Washing hands and avoiding touching your mouth and nose with unclean hands remains the main advice for breaking the transmission of this virus.

Where did the story come from?

The Bloomberg website carried this story on the 20th February.

The story quoted a spokesperson from the Chinese Center for Disease Control and Prevention who said “This virus has many routes of transmission, which can partially explain” its rapid spread.

What is the basis for the claim?

The main evidence behind this story appears to be two recent studies by Chinese researchers (Zhang et al. 2020a and Zhang et al. 2020b). These researchers identified coronavirus genetic material in the faeces of infected patients, and some evidence that live virus was present.

The speed of spread of COVID-19 on a cruise ship (the Diamond Princess) was also cited as showing similarities with norovirus, a tummy bug that causes diarrhoea and vomiting and is spread by the faecal-oral route. Norovirus can survive on surfaces allowing rapid spread of the disease in confined spaces such as cruise ships.

While the evidence suggests that it is possible that coronavirus could spread through the faecal-oral route via contaminated surfaces, without additional corroboration it is probably too soon to imply that this is a major way in which the virus spreads. More research into the possibility of faecal-oral transmission is needed.

What do trusted sources say?

The WHO has confirmed that COVID-19 virus has been detected in respiratory, faecal and blood samples from infected patients.

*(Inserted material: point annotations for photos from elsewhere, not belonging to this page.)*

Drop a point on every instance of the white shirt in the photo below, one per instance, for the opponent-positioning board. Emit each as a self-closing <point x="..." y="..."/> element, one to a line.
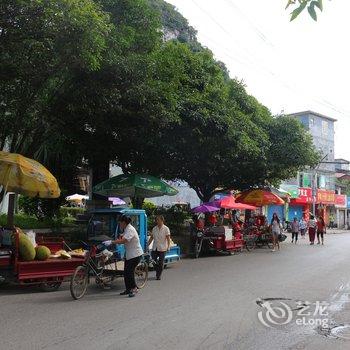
<point x="133" y="247"/>
<point x="159" y="238"/>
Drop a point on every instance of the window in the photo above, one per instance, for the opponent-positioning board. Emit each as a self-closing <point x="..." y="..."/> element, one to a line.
<point x="324" y="128"/>
<point x="304" y="180"/>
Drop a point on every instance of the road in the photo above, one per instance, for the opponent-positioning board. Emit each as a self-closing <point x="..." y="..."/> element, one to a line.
<point x="209" y="303"/>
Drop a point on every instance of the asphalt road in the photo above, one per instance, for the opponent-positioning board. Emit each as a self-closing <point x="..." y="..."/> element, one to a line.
<point x="209" y="303"/>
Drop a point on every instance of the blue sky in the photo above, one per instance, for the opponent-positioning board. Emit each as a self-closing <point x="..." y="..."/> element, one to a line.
<point x="288" y="66"/>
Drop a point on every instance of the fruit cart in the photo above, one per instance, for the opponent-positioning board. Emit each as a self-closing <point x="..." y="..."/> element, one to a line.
<point x="48" y="274"/>
<point x="217" y="239"/>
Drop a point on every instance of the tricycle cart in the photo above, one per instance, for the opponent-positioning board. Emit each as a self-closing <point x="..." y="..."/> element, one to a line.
<point x="218" y="239"/>
<point x="48" y="274"/>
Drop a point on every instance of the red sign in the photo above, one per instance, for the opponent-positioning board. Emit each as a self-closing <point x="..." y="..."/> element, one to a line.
<point x="340" y="200"/>
<point x="305" y="196"/>
<point x="325" y="197"/>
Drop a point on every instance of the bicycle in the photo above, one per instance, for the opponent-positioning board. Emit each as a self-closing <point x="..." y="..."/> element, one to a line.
<point x="102" y="264"/>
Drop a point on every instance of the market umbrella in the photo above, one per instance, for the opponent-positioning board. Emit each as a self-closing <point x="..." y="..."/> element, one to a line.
<point x="259" y="197"/>
<point x="205" y="209"/>
<point x="27" y="177"/>
<point x="229" y="202"/>
<point x="116" y="201"/>
<point x="134" y="186"/>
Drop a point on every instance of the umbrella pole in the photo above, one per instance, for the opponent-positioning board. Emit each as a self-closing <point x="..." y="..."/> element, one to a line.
<point x="11" y="211"/>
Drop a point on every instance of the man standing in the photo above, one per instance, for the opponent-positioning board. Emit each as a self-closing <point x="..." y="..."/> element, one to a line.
<point x="161" y="244"/>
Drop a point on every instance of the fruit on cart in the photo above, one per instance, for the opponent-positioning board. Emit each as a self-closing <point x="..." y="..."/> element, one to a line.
<point x="42" y="252"/>
<point x="63" y="254"/>
<point x="25" y="247"/>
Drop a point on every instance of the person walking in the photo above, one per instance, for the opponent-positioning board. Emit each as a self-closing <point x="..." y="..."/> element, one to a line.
<point x="295" y="230"/>
<point x="312" y="224"/>
<point x="160" y="237"/>
<point x="275" y="230"/>
<point x="321" y="229"/>
<point x="331" y="220"/>
<point x="303" y="227"/>
<point x="133" y="253"/>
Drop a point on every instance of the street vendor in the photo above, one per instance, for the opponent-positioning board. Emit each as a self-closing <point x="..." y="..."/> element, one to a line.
<point x="133" y="253"/>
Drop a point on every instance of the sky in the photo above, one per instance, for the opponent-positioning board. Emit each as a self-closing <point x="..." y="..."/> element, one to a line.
<point x="288" y="66"/>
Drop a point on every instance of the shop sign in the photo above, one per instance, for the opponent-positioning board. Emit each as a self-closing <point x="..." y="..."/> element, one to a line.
<point x="293" y="190"/>
<point x="305" y="196"/>
<point x="325" y="197"/>
<point x="340" y="201"/>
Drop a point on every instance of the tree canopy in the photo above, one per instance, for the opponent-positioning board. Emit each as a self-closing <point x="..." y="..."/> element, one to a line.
<point x="312" y="6"/>
<point x="97" y="81"/>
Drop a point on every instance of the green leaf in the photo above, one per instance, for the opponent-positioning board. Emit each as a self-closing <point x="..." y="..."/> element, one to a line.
<point x="298" y="11"/>
<point x="318" y="3"/>
<point x="290" y="2"/>
<point x="312" y="12"/>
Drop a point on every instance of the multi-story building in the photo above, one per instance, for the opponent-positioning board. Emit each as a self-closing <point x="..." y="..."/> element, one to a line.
<point x="316" y="185"/>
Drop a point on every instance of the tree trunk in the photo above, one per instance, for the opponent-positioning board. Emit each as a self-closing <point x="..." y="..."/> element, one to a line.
<point x="137" y="202"/>
<point x="100" y="172"/>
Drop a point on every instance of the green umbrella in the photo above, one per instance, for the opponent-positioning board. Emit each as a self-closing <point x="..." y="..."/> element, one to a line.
<point x="134" y="186"/>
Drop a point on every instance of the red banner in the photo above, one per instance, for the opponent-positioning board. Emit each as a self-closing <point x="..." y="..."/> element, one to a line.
<point x="340" y="200"/>
<point x="325" y="197"/>
<point x="305" y="196"/>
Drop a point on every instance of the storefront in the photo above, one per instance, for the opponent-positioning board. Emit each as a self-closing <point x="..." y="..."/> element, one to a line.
<point x="301" y="206"/>
<point x="341" y="210"/>
<point x="325" y="201"/>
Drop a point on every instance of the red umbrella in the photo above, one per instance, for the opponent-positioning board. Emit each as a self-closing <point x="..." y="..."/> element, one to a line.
<point x="229" y="202"/>
<point x="259" y="197"/>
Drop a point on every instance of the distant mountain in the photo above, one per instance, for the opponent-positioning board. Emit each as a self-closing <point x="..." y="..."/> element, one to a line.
<point x="175" y="26"/>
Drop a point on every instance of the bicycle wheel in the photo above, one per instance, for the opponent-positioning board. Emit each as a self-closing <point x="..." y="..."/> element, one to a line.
<point x="250" y="244"/>
<point x="107" y="271"/>
<point x="141" y="274"/>
<point x="79" y="282"/>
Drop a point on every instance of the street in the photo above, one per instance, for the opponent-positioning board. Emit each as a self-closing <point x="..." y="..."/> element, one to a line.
<point x="208" y="303"/>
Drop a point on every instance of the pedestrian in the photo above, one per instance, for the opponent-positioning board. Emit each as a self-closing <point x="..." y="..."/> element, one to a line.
<point x="295" y="230"/>
<point x="312" y="229"/>
<point x="160" y="237"/>
<point x="321" y="229"/>
<point x="303" y="226"/>
<point x="133" y="253"/>
<point x="276" y="231"/>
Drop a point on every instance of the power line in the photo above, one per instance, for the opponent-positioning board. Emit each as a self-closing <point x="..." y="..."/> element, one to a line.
<point x="295" y="89"/>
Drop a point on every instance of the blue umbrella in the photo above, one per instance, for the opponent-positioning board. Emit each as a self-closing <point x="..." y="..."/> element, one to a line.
<point x="205" y="209"/>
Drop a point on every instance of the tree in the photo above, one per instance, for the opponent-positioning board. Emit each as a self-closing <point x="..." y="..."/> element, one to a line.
<point x="41" y="44"/>
<point x="300" y="5"/>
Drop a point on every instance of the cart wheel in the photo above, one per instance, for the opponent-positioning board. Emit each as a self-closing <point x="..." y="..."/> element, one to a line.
<point x="141" y="274"/>
<point x="50" y="286"/>
<point x="79" y="282"/>
<point x="106" y="277"/>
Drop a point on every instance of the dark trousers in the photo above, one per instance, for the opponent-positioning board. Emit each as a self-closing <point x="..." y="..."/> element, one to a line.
<point x="319" y="233"/>
<point x="129" y="273"/>
<point x="159" y="258"/>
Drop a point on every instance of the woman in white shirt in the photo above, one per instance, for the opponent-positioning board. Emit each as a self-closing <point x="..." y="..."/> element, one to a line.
<point x="133" y="253"/>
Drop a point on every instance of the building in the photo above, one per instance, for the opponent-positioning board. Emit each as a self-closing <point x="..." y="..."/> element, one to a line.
<point x="318" y="184"/>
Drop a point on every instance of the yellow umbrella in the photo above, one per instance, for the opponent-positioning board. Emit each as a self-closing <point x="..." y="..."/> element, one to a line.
<point x="26" y="176"/>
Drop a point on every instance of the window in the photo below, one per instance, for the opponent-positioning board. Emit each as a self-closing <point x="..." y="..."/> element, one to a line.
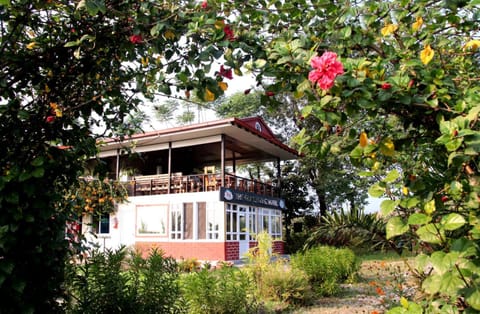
<point x="232" y="219"/>
<point x="252" y="223"/>
<point x="101" y="225"/>
<point x="213" y="222"/>
<point x="176" y="221"/>
<point x="151" y="220"/>
<point x="270" y="221"/>
<point x="276" y="224"/>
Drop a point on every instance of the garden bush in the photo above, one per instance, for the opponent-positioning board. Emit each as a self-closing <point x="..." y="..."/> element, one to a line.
<point x="119" y="281"/>
<point x="275" y="281"/>
<point x="286" y="285"/>
<point x="326" y="267"/>
<point x="224" y="290"/>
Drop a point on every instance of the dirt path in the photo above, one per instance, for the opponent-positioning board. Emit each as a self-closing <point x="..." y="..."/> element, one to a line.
<point x="379" y="286"/>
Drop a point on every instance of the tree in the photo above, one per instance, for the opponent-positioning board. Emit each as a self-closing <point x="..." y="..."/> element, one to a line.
<point x="71" y="73"/>
<point x="407" y="68"/>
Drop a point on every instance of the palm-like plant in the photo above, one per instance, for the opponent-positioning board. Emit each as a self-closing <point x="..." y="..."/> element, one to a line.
<point x="351" y="228"/>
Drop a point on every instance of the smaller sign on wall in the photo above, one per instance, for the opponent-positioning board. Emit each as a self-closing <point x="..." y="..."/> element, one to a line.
<point x="239" y="197"/>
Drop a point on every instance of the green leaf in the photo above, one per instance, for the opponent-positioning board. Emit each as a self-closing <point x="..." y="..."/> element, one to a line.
<point x="72" y="43"/>
<point x="388" y="206"/>
<point x="429" y="207"/>
<point x="453" y="221"/>
<point x="474" y="300"/>
<point x="356" y="153"/>
<point x="302" y="87"/>
<point x="24" y="176"/>
<point x="376" y="190"/>
<point x="430" y="234"/>
<point x="306" y="111"/>
<point x="418" y="219"/>
<point x="410" y="202"/>
<point x="95" y="6"/>
<point x="396" y="226"/>
<point x="260" y="63"/>
<point x="392" y="176"/>
<point x="37" y="161"/>
<point x="431" y="284"/>
<point x="451" y="283"/>
<point x="38" y="172"/>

However, it has reaffirmed that COVID-19 is mainly transmitted via direct contact of virus-containing droplets and people’s eyes, noses or mouths, or contact with objects and surfaces that these droplets land on.

The WHO states that the risk of catching COVID-19 from faeces appears to be low, and the faecal-oral route does not appear to be a driver of COVID-19 transmission at present.

Good hand hygiene will help prevent both droplet transmission and any faecal-oral transmission.

Anaylsis by EIU Healthcare


  1. Gale J. Bloomberg online: (Accessed  March 2, 2020)
  2. Zhang W, Du R-H, Li B et al. Molecular and serological investigation of 2019-nCoV infected patients: implication of multiple shedding routes. Emerging Microbes & Infections, 2020; 9(1):386-389.
  3. Zhang Y, Chen C, Zhu S et al. Isolation of 2019-nCoV from a Stool Specimen of a Laboratory-Confirmed Case of the Coronavirus Disease 2019 (COVID-19)[J]. China CDC Weekly, 2020, 2(8): 123-124

 Reading list

  1. World Health Organization. Report of the WHO-China Joint Mission on Coronavirus Disease 2019 (COVID-19).  (Accessed  March 2, 2020)
  2. World Health Organization. Q&A on coronaviruses (COVID-19). (Accessed  March 2, 2020)
  3. Yeo C, Kaushal S, Yeo D.  2020. Enteric Involvement of Coronaviruses: Is Faecal-Oral Transmission of SARS-CoV-2 Possible? The Lancet Gastroenterology & Hepatology. 2020. (published February 19, 2020; accessed March 2, 2020).